Figure 6. The compositional ratio of PC(18:0/22:6) did not decrease in the brain of an Amyloid precursor protein-transgenic (APP-tg) mouse.

(a) Shown are the KB-stained sections and mass spectrometry (MS) images of the PC species in serial coronal sections of APP-tg (J20) and wild-type (WT) mice. The MS images are shown with 50 μm spatial resolution. The scale bars show 1 mm. (b) The graphs show the % change in the PC composition ratio between the APP-tg and WT mice in the gray matter. The data are shown as mean (SE). n = 3.

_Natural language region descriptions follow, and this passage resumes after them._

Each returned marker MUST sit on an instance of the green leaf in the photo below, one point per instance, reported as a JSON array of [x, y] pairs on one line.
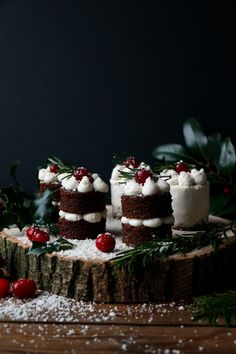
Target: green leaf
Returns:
[[44, 208], [214, 148], [39, 248], [172, 152], [227, 158], [195, 139]]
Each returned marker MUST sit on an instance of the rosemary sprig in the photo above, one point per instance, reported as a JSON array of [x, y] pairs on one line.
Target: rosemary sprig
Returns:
[[161, 248], [212, 308], [63, 167]]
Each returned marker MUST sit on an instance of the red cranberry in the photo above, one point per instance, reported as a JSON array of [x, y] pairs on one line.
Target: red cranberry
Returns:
[[81, 172], [24, 288], [30, 231], [54, 168], [130, 161], [141, 175], [105, 242], [4, 287], [40, 236], [180, 166]]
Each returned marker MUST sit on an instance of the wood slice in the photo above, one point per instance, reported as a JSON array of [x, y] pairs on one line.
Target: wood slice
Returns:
[[199, 272]]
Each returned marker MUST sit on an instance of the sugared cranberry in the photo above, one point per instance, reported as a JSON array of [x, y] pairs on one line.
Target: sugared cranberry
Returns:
[[24, 288], [40, 236], [130, 161], [4, 287], [181, 166], [105, 242], [54, 168], [141, 175], [30, 231], [81, 172]]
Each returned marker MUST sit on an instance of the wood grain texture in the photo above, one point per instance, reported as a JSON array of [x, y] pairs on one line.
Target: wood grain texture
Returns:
[[196, 273]]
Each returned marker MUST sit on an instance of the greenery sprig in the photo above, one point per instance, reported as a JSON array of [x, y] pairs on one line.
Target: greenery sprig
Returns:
[[158, 247], [215, 307], [39, 248], [213, 153], [62, 166]]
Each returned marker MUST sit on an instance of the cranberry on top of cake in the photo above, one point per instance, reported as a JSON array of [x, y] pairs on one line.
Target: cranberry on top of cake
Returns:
[[117, 181], [190, 195], [146, 207]]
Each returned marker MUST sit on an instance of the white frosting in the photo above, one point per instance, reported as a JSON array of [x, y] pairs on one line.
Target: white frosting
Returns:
[[46, 176], [150, 187], [190, 197], [194, 177], [84, 186], [132, 188], [153, 222], [185, 179], [70, 183], [89, 217], [100, 186]]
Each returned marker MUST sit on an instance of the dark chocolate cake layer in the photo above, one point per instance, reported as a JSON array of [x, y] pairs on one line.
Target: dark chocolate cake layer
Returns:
[[146, 207], [51, 186], [81, 229], [82, 203], [137, 235]]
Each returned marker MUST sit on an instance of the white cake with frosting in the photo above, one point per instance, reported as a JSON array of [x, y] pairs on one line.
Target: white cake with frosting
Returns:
[[190, 197], [117, 182]]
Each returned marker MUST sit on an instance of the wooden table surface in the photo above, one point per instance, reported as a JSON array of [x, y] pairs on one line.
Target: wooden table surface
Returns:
[[149, 328]]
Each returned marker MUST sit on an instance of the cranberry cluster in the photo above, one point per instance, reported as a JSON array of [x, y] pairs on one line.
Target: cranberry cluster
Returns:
[[36, 234], [21, 288], [105, 242]]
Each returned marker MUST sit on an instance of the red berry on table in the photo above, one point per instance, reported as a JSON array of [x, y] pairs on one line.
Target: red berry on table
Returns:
[[24, 288], [4, 287], [105, 242], [141, 175], [30, 231], [181, 166], [54, 168], [40, 236], [81, 172], [130, 161]]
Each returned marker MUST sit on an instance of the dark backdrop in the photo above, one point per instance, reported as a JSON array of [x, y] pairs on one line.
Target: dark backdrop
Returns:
[[84, 79]]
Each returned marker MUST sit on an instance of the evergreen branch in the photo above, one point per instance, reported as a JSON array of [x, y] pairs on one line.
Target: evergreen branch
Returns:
[[63, 167], [212, 308], [158, 247]]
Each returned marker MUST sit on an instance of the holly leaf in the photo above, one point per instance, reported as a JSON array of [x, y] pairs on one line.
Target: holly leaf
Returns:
[[227, 158], [39, 248], [214, 148], [172, 152], [43, 207], [195, 139]]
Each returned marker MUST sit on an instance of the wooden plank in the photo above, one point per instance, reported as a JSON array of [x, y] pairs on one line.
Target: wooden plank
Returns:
[[71, 338]]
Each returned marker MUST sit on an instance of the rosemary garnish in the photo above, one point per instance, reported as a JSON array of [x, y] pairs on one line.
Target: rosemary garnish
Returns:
[[62, 166], [212, 308], [158, 247]]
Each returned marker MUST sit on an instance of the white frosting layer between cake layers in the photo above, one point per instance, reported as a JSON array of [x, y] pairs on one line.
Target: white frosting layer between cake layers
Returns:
[[70, 183], [154, 222], [89, 217], [190, 197], [117, 187]]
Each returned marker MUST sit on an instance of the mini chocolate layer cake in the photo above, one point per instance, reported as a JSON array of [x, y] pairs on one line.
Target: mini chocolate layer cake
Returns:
[[146, 207], [81, 229], [136, 235], [82, 203], [148, 210]]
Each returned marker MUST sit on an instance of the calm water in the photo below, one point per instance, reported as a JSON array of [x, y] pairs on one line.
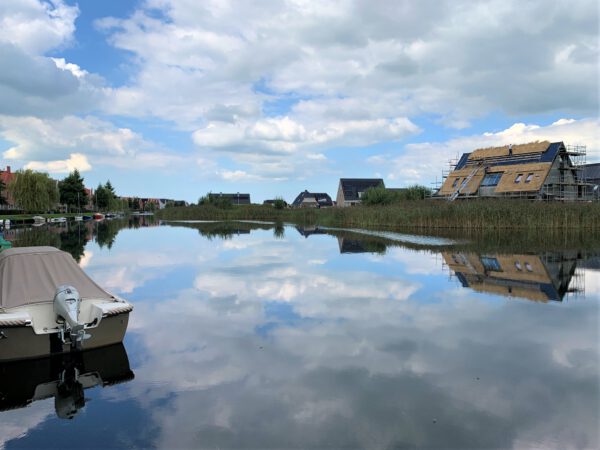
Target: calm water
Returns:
[[276, 337]]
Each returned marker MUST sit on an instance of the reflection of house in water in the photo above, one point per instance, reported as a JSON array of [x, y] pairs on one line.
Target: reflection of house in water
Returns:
[[309, 231], [354, 245], [62, 377], [535, 277]]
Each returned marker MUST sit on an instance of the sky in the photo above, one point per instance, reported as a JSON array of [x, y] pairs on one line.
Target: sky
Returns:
[[177, 98]]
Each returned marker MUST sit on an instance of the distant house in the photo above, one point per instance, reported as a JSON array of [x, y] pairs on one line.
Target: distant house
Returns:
[[7, 176], [351, 190], [272, 202], [312, 200], [236, 199], [537, 170], [591, 175]]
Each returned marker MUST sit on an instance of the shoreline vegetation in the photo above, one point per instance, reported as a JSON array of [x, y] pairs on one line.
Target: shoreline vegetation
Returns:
[[418, 215]]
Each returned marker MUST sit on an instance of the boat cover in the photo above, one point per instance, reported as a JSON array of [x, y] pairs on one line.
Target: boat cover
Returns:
[[31, 275]]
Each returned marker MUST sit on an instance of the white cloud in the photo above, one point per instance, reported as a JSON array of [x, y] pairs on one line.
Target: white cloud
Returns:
[[401, 59], [37, 26], [57, 144], [76, 161]]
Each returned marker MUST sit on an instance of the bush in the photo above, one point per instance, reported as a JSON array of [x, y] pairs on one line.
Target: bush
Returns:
[[279, 203], [215, 200]]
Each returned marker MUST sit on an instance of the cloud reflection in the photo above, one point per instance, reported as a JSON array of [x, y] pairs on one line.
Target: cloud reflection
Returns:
[[347, 364]]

Figure 7. Hypothetical cascade in AD progression.

A PC(18:0/22:6) reduction parallels postsynaptic disruption when plotted against disease duration, but it does not parallel Aβ deposition, neuronal loss, and presynaptic disruption. It is generally accepted that Aβ deposition becomes abnormal early and before the appearance of clinical symptom, and the abnormal brain morphology resulting from neuronal loss happens late relative to neuronal dysfunction. Because the loss of synaptophysin was not correlated with the disease durations of the patients in this study, presynaptic disruption may occur earlier than postsynaptic disruption. The solid lines show the results of this study, and the broken lines show our speculation.